Digestibilité des protéines, biodisponibilité des acides aminés: comment les mesurer et maîtriser leurs facteurs de variation ?

L’augmentation de la population mondiale, et l’élévation du niveau de vie dans les pays émergents va exercer une pression croissante sur le marché des protéines alimentaires, et pousser l’agro-industrie à diversifier ses sources d’approvisionnement en protéines. Toutes les protéines n’ont cependant pas la même qualité nutritionnelle, en raison de leur composition en acides aminés, mais aussi de leur digestibilité, et de leur biodisponibilité pour les grandes fonctions de notre organisme.

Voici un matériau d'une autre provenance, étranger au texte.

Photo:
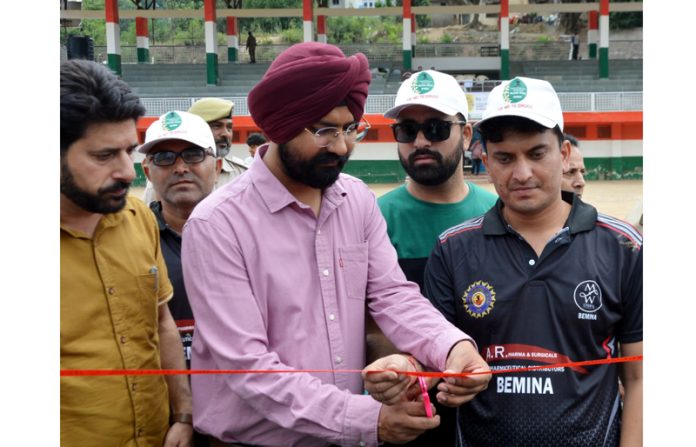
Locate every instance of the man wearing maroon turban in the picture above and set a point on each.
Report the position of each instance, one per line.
(281, 266)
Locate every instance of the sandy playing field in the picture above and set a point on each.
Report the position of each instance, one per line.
(618, 198)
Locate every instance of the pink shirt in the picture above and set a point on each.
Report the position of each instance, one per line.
(274, 287)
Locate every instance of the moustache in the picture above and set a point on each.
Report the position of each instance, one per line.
(329, 157)
(114, 187)
(186, 176)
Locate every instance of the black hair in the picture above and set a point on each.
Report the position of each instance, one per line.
(255, 139)
(572, 139)
(91, 94)
(495, 129)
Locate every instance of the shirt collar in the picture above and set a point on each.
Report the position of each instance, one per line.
(156, 208)
(275, 195)
(582, 217)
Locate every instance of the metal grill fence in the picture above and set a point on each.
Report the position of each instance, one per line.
(570, 102)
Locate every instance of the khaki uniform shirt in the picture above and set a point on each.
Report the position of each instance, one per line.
(111, 287)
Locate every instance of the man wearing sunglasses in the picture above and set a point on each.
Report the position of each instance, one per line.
(431, 131)
(542, 279)
(180, 163)
(217, 112)
(282, 265)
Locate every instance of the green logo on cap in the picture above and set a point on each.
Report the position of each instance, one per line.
(515, 91)
(423, 83)
(171, 121)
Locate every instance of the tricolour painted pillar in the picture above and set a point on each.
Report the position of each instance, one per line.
(604, 39)
(232, 40)
(142, 37)
(592, 35)
(113, 36)
(211, 62)
(413, 35)
(308, 20)
(504, 39)
(408, 56)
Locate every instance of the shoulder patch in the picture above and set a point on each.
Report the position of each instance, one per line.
(468, 225)
(621, 227)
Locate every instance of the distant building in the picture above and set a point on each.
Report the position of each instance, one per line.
(491, 19)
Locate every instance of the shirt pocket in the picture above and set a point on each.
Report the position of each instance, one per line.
(353, 262)
(147, 294)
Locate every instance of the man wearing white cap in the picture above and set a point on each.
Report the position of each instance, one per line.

La digestibilité des protéines des produits animaux est relativement bien connue, mais on connait encore peu de chose sur celle des protéines présentes dans les autres aliments sous leur forme consommable par l’homme (végétaux, champignon, algues …). Cette digestibilité peut être affectée par la structure physique de l’aliment et la présence de composants réduisant l’efficacité des enzymes digestives protéolytiques. Cet effet ‘matrice’ peut être fortement modulé par le mode de préparation des aliments.

En collaboration avec des partenaires privés nous avons montré que la digestibilité des isolats protéiques dépend du mode d’extraction utilisé, et qu’il est possible de développer des produits texturés à base de protéines végétales avec une digestibilité équivalente à celle de la viande. Nos travaux ont également mis en évidence l’effet potentiellement négatifs de l’apport alimentaire d’extraits de polyphénols sur la digestion des protéines. Enfin nous avons montré qu’une modification de la matrice alimentaire par traitement thermique, peut impacter l’assimilation des protéines, sans modifier la digestibilité totale, mais en modulant la vitesse de digestion.

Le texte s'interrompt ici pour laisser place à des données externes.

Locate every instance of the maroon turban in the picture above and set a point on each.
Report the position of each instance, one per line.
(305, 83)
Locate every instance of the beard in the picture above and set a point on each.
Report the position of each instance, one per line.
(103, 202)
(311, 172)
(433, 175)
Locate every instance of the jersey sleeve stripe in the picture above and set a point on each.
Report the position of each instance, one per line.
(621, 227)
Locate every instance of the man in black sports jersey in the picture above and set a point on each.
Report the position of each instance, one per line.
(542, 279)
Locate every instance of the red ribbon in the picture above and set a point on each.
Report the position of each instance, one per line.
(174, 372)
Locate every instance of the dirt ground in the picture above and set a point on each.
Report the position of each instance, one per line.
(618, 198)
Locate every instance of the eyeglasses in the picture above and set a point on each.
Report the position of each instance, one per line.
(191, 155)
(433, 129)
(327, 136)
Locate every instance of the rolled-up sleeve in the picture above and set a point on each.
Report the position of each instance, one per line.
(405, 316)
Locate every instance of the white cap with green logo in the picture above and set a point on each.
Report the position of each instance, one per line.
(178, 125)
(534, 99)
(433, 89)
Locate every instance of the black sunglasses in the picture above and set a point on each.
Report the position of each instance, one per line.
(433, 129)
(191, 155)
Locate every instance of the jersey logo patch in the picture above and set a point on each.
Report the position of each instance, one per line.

Les mesures de digestibilité/biodisponibilité chez l’homme ou l’animal sont difficilement réalisables sur un grand nombre de combinaisons d’aliments et de traitements technologiques. Le développement et la validation de dispositifs ‘in vitro’ devrait accélérer l’acquisition de connaissances, et permettre de préciser la qualité nutritionnelle des différentes sources alimentaires de protéines (actuelles ou futures). Ce critère, d’une importance modérée dans le cadre d’une alimentation pléthorique, prend tout son sens dans le développement de produits destinés à des populations à faible apport protéique (par exemple les personnes âgées).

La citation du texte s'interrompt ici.